The fact that bias is larger for the 10% exclusion error than for the 20% one when the error depends on age and nationality is an unexpected finding. However, as the reported results are based on one time simulations using random distributions, so they might be subject to random noise. In order to assure that the results are free from such random noise the simulations need to be repeated many more times (e.g. 100 replications) and the average transition rates for each of the scenarios need to be considered. This will be the next step in the analysis.

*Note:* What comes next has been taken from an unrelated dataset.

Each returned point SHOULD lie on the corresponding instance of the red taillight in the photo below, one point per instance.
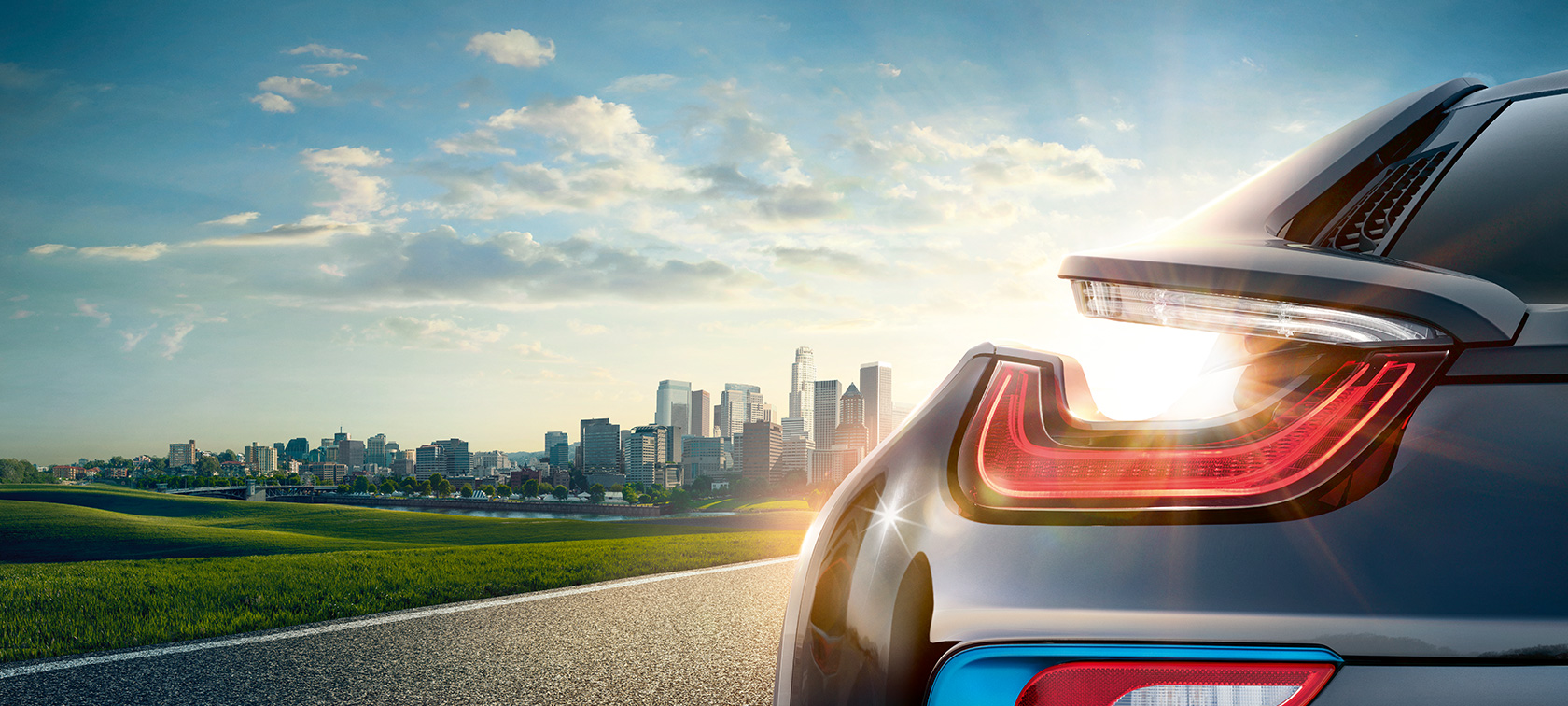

Table 1- Exclusion- error simulation results
Scenario / Overall false-negative linkage error / High probability of exclusion / Low probability of exclusion / Temporary to permanent employment transition rate / Absolute bias / Relative percent biasOriginal' HMM- no simulated linkage error / 0 / - / - / 0.016 / 0.000 / 0
False-negative linkage error dependent on age / 0.2 / 0.7 (young) / 0.01 (mid-age and old) / 0.020 / -0.004 / -28
False-negative linkage error dependent on age / 0.1 / 0.32 (young) / 0.01 (mid/ old age) / 0.021 / -0.005 / -32
False-negative linkage error dependent on age / 0.05 / 0.15 (young) / 0.01 (mid/ old age) / 0.016 / 0.000 / -3
False-negative linkage error dependent on nationality / 0.2 / 0.8 (foreign-born) / 0.025 (native) / 0.017 / -0.002 / -10
False-negative linkage error dependent on nationality / 0.1 / 0.35 (foreign-born) / 0.025 (native) / 0.021 / -0.005 / -34
False-negative linkage error dependent on nationality / 0.05 / 0.12(foreign-born) / 0.025 (native) / 0.016 / 0.000 / -2
False-negative linkage error dependent on education / 0.2 / 0.55 (higher edu) / 0.01 (low/ mid edu) / 0.014 / 0.002 / 12
False-negative linkage error dependent on education / 0.1 / 0.22 (higher edu) / 0.01 (low/ mid edu) / 0.013 / 0.003 / 16
False-negative linkage error dependent on education / 0.05 / 0.08 (higher edu) / 0.01 (low/ mid edu) / 0.013 / 0.002 / 15
4. (Preliminary) Conclusions and next steps
To conclude, the estimation of latent transition rates from temporary to permanent employment in the Netherlands using a mixed HMM appears to be only sensitive to very extreme and unrealistic cases of the violation of the assumption that the two data sources used- LFS and ER- are perfectly linked. Namely, when simulating a substantial non-random false-negative linkage error (i.e. one that amounts to 10% or 20% overall and strongly depends on covariates that affect the latent contract transitions and initial states) the results obtained appear substantially biased. When the linkage-error amounts to 5% and depends to a lesser extent on covariates, on the other hand, the bias significantly decreases. However, the results obtained need to be validated through numerous replications of the simulations, which will be the next step of the analysis. Following that, the analysis will also look at scenarios that combine the effects of the covariates on the exclusion probabilities (which thus far have been considered separately).